Ah. This makes it very clear. Thanks (and ++!!)
So, while I don't understand what could cause the behavior that you observe (let's hope someone else looks more closely at this thread and can explain it), there might be some way to write another perl script that automates the recovery procedure you've been doing manually -- but I'm only guessing, because my exposure to process-control details on windows is nil.
But consider... if you make the outputs to the log file "atomic" (add the extra overhead to open/write/close each time you append a message to the log, so some other process has a chance to read it while this test script is running), you might be able to run a separate script that loops on "check the log file; sleep". Make sure the problem script (which is trying to launch the flakey executable) logs when it's about to start a process (including the iteration number or some other distinct id), as well as when the open call returns.

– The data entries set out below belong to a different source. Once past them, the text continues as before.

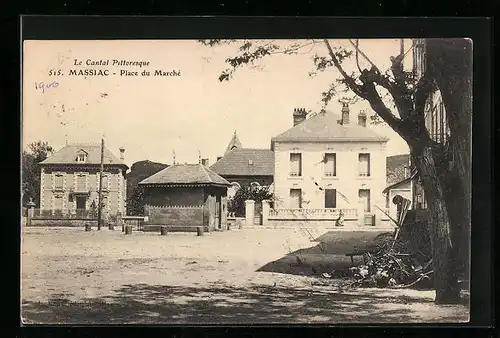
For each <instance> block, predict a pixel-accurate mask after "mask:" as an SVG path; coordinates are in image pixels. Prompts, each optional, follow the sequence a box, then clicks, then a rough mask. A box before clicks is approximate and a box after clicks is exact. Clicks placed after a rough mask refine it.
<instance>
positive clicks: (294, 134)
mask: <svg viewBox="0 0 500 338" xmlns="http://www.w3.org/2000/svg"><path fill="white" fill-rule="evenodd" d="M338 120H340V117H339V116H338V115H336V114H334V113H332V112H328V111H327V112H325V113H319V114H317V115H315V116H313V117H311V118H308V119H306V120H304V121H303V122H301V123H299V124H297V125H296V126H294V127H292V128H290V129H288V130H287V131H285V132H284V133H282V134H280V135H278V136H276V137H274V138H272V141H271V142H328V141H344V142H349V141H369V142H370V141H373V142H386V141H388V138H387V137H384V136H381V135H378V134H377V133H375V132H374V131H373V130H371V129H370V128H369V127H361V126H359V125H357V124H355V123H354V122H351V123H350V124H346V125H341V124H339V123H338Z"/></svg>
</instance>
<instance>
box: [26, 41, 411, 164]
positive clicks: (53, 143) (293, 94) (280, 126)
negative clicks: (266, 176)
mask: <svg viewBox="0 0 500 338" xmlns="http://www.w3.org/2000/svg"><path fill="white" fill-rule="evenodd" d="M330 41H331V44H332V45H333V46H339V45H342V46H346V47H348V48H351V47H352V46H351V45H350V44H349V42H348V40H330ZM274 43H278V44H289V43H290V41H286V40H283V41H275V42H274ZM410 45H411V43H410V42H408V41H407V42H405V46H406V48H408V47H410ZM237 46H238V45H223V46H217V47H212V48H210V47H207V46H204V45H202V44H200V43H199V42H197V41H188V40H156V41H153V40H148V41H146V40H136V41H134V40H120V41H95V40H93V41H25V44H24V55H23V59H24V60H23V87H22V100H23V102H22V147H23V149H24V148H26V146H27V145H28V144H30V143H31V142H35V141H39V140H41V141H47V142H48V143H49V144H50V145H52V146H53V147H54V148H55V149H56V150H57V149H60V148H62V147H63V146H64V145H65V144H66V143H96V144H97V143H99V142H100V140H101V138H104V140H105V145H106V147H107V148H109V149H110V150H111V151H112V152H113V153H114V154H115V155H116V156H118V155H119V151H118V148H120V147H125V149H126V151H125V163H126V164H128V165H129V166H130V165H131V164H132V163H134V162H136V161H140V160H150V161H154V162H161V163H167V164H171V163H172V161H173V153H174V152H175V160H176V162H178V163H185V162H186V163H197V162H198V159H199V156H200V155H201V157H203V158H209V161H210V163H213V162H214V161H215V160H216V157H217V156H221V155H223V153H224V151H225V148H226V146H227V144H228V143H229V141H230V139H231V137H232V135H233V133H234V131H236V132H237V134H238V137H239V139H240V141H241V143H242V145H243V147H245V148H269V146H270V140H271V138H272V137H274V136H276V135H278V134H280V133H282V132H284V131H285V130H287V129H289V128H291V127H292V123H293V118H292V113H293V110H294V108H305V109H306V110H309V109H311V110H318V109H320V108H321V101H320V100H321V92H323V91H324V90H326V89H327V88H328V86H329V84H330V83H331V82H333V81H335V79H336V78H338V77H339V74H338V72H336V71H334V70H329V71H326V72H324V73H322V74H320V75H319V76H317V77H313V78H311V77H310V76H309V72H311V71H312V70H313V69H314V64H313V61H312V57H313V55H314V54H318V55H326V47H325V45H324V44H314V45H311V46H310V47H304V48H303V49H301V51H300V54H298V55H281V54H276V55H273V56H271V57H267V58H266V59H262V60H260V61H259V62H258V63H256V66H255V67H242V68H240V69H238V70H237V71H236V73H235V76H234V78H233V79H232V80H231V81H229V82H227V81H225V82H219V81H218V77H219V75H220V73H221V71H223V70H224V69H226V68H227V67H228V65H227V64H226V63H225V59H226V58H227V57H230V56H233V55H234V54H235V51H236V49H237ZM359 47H360V49H361V50H362V51H363V52H364V53H365V54H366V56H367V57H368V58H369V59H370V60H371V61H372V62H373V63H375V64H376V65H377V66H378V67H379V68H380V69H384V70H385V69H387V68H389V65H390V61H389V57H390V56H393V55H396V54H398V52H399V48H400V40H399V39H390V40H381V39H376V40H375V39H373V40H359ZM407 58H411V53H408V57H407ZM75 59H76V60H77V61H75ZM87 60H93V61H99V60H109V63H110V64H109V65H101V66H99V65H97V66H95V65H94V66H86V65H85V63H86V61H87ZM112 60H119V61H121V60H125V61H142V62H149V64H148V65H147V66H142V67H139V66H120V65H114V66H113V65H112V62H113V61H112ZM406 60H407V59H405V65H411V59H408V60H409V61H408V62H407V61H406ZM79 61H82V65H78V62H79ZM75 63H76V65H75ZM360 63H361V65H362V66H364V67H367V63H366V61H365V60H364V59H363V58H361V62H360ZM345 67H346V69H347V70H351V69H352V70H355V69H356V68H355V63H354V60H348V61H346V62H345ZM80 69H96V70H104V69H109V71H110V72H111V74H112V73H116V75H110V76H75V75H69V72H70V70H76V71H78V70H80ZM58 70H61V73H62V75H59V76H57V75H50V73H51V71H52V74H54V73H57V72H58ZM122 70H123V71H129V72H135V71H137V72H138V76H130V75H129V76H124V75H122V76H121V75H120V71H122ZM145 70H146V71H149V72H150V76H142V75H141V73H142V71H145ZM155 70H162V71H165V72H171V71H176V72H178V74H180V75H178V76H154V72H155ZM327 109H328V110H329V111H332V112H335V113H338V114H340V109H341V104H340V103H339V102H338V101H337V100H336V99H334V100H332V102H331V103H330V104H329V106H328V107H327ZM360 110H365V111H366V112H367V113H368V114H369V115H371V114H373V111H371V109H370V107H369V105H368V104H367V103H366V102H359V103H356V104H354V105H351V121H356V120H357V118H356V116H357V113H358V112H359V111H360ZM369 127H370V128H373V129H374V130H375V131H376V132H378V133H379V134H381V135H385V136H387V137H389V139H390V140H389V142H388V144H387V152H388V155H396V154H403V153H407V152H408V147H407V146H406V143H405V142H404V141H403V140H402V139H401V138H400V137H399V135H397V134H396V133H395V132H393V131H392V129H390V128H389V127H388V126H385V125H381V126H373V125H370V126H369Z"/></svg>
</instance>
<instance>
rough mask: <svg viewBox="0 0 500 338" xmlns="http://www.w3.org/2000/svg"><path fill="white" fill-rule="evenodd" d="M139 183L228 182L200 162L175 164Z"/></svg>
mask: <svg viewBox="0 0 500 338" xmlns="http://www.w3.org/2000/svg"><path fill="white" fill-rule="evenodd" d="M139 184H214V185H227V186H229V185H230V183H229V182H228V181H226V180H225V179H224V178H222V177H220V176H219V175H217V174H216V173H214V172H213V171H212V170H210V169H209V168H207V167H205V166H204V165H201V164H176V165H172V166H170V167H168V168H165V169H163V170H161V171H159V172H157V173H156V174H154V175H151V176H149V177H148V178H146V179H145V180H142V181H141V182H139Z"/></svg>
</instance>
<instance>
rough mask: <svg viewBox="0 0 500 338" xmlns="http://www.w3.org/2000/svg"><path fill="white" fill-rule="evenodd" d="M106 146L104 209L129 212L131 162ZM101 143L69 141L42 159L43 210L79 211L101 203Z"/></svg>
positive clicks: (104, 181)
mask: <svg viewBox="0 0 500 338" xmlns="http://www.w3.org/2000/svg"><path fill="white" fill-rule="evenodd" d="M124 152H125V149H123V148H120V154H121V156H120V159H118V158H116V157H115V156H114V155H113V154H112V153H111V152H110V151H109V150H108V149H106V148H105V149H104V161H103V167H104V170H103V176H102V202H103V211H104V212H105V213H106V214H108V215H110V216H114V215H117V214H118V213H121V214H122V215H124V214H125V207H126V196H127V184H126V171H127V169H128V167H127V165H125V164H124V163H123V155H124ZM100 163H101V145H85V144H81V145H78V144H77V145H66V146H65V147H64V148H62V149H60V150H59V151H57V152H55V153H54V154H53V155H52V156H49V157H48V158H47V159H46V160H44V161H42V162H41V163H40V166H41V184H40V213H41V214H62V215H66V214H68V215H70V214H78V213H84V212H85V211H88V210H90V209H91V208H92V207H93V206H95V207H96V208H97V206H98V194H99V182H100Z"/></svg>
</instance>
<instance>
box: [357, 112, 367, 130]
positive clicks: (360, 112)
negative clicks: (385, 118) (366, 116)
mask: <svg viewBox="0 0 500 338" xmlns="http://www.w3.org/2000/svg"><path fill="white" fill-rule="evenodd" d="M358 125H360V126H361V127H366V113H365V111H364V110H362V111H360V112H359V114H358Z"/></svg>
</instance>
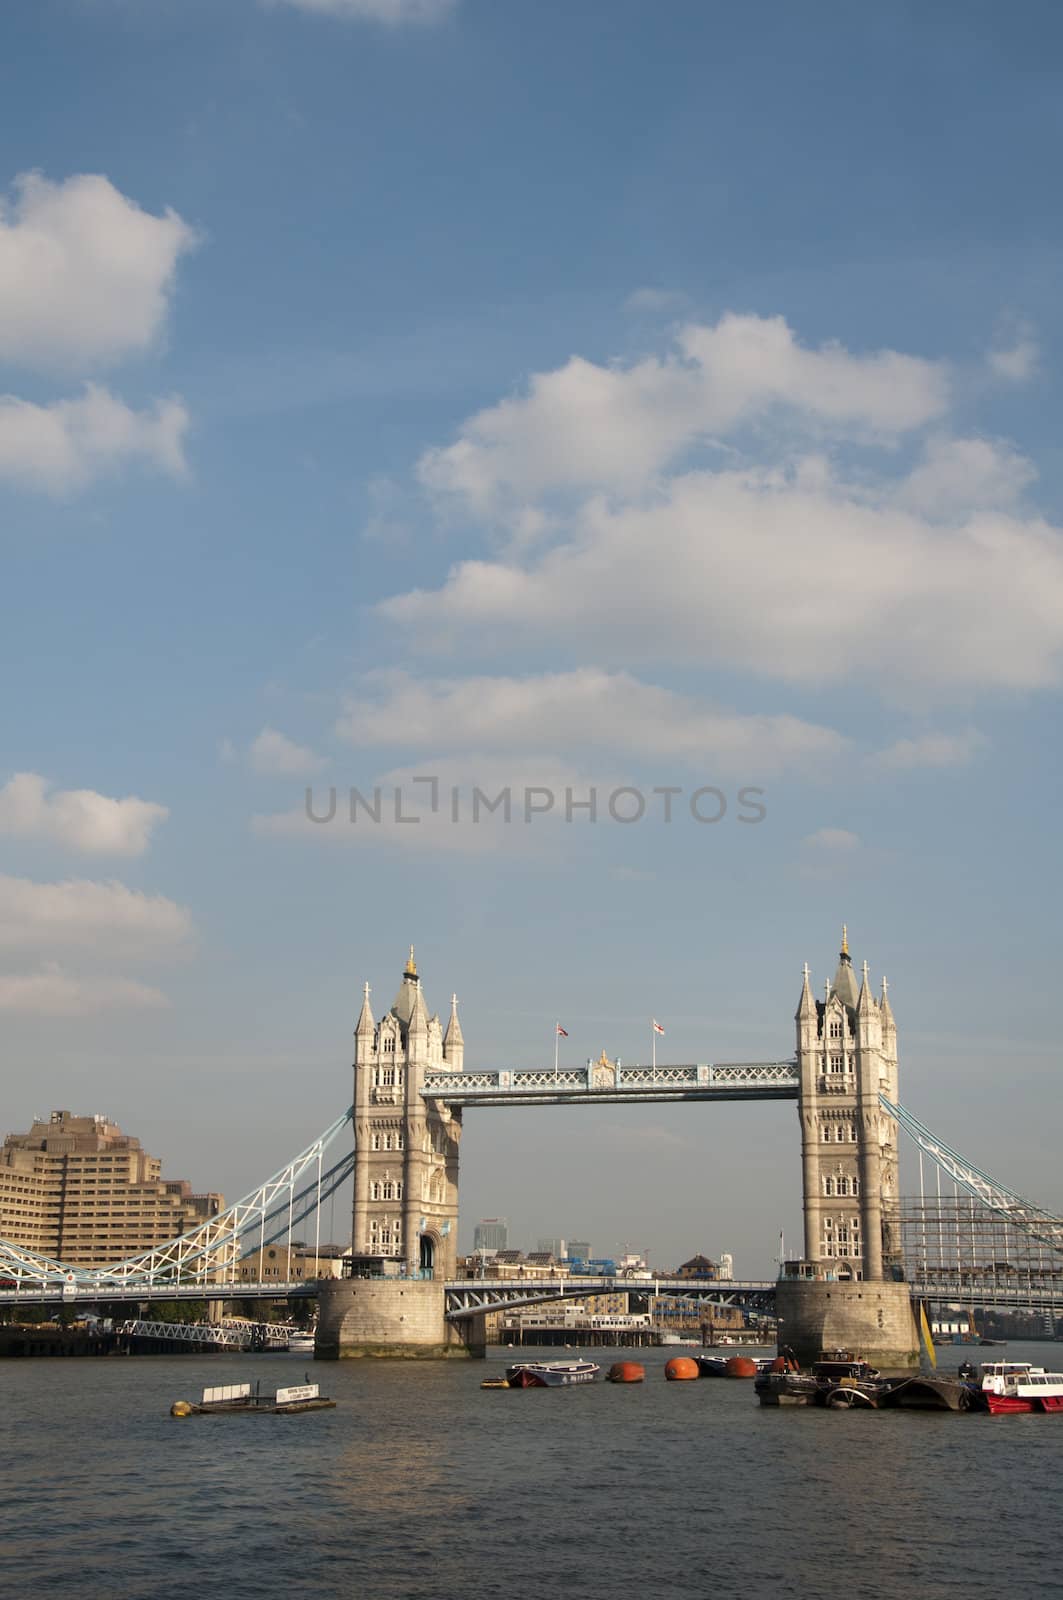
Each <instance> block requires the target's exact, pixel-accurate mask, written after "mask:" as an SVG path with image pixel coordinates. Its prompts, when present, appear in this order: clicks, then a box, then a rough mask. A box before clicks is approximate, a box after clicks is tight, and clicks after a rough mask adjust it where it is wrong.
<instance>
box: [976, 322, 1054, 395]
mask: <svg viewBox="0 0 1063 1600" xmlns="http://www.w3.org/2000/svg"><path fill="white" fill-rule="evenodd" d="M1001 334H1002V336H1001V338H999V339H997V342H996V344H994V347H993V349H991V350H989V354H988V355H986V362H988V365H989V371H991V373H993V374H994V376H996V378H1004V379H1005V381H1007V382H1012V384H1025V382H1026V381H1028V379H1029V378H1033V376H1034V373H1036V371H1037V362H1039V358H1041V350H1039V347H1037V341H1036V338H1034V330H1033V328H1031V326H1029V323H1028V322H1025V320H1023V318H1010V326H1005V328H1002V330H1001Z"/></svg>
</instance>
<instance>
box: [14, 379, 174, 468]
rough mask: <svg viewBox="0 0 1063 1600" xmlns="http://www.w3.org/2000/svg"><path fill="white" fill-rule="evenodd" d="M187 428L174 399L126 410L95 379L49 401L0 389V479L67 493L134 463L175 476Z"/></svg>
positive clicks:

Now, the separate monitor script could figure out when the problem script is hanging; it knows the pids of the jobs that have been opened successfully (they're in the log file), and now it just needs to find a pid in the windows process table that is associated with the flakey executable, but isn't in the log file. The monitor script kills that "outlier" pid (could even append to the log file to report that), and the problem/test script would move on.
As I said, I'm only guessing that something like this would work -- I don't know how you would actually implement it. And of course it doesn't really answer you initial question or solve the real problem. But if it works as intended, you could at least move on towards whatever your "true" objective may be.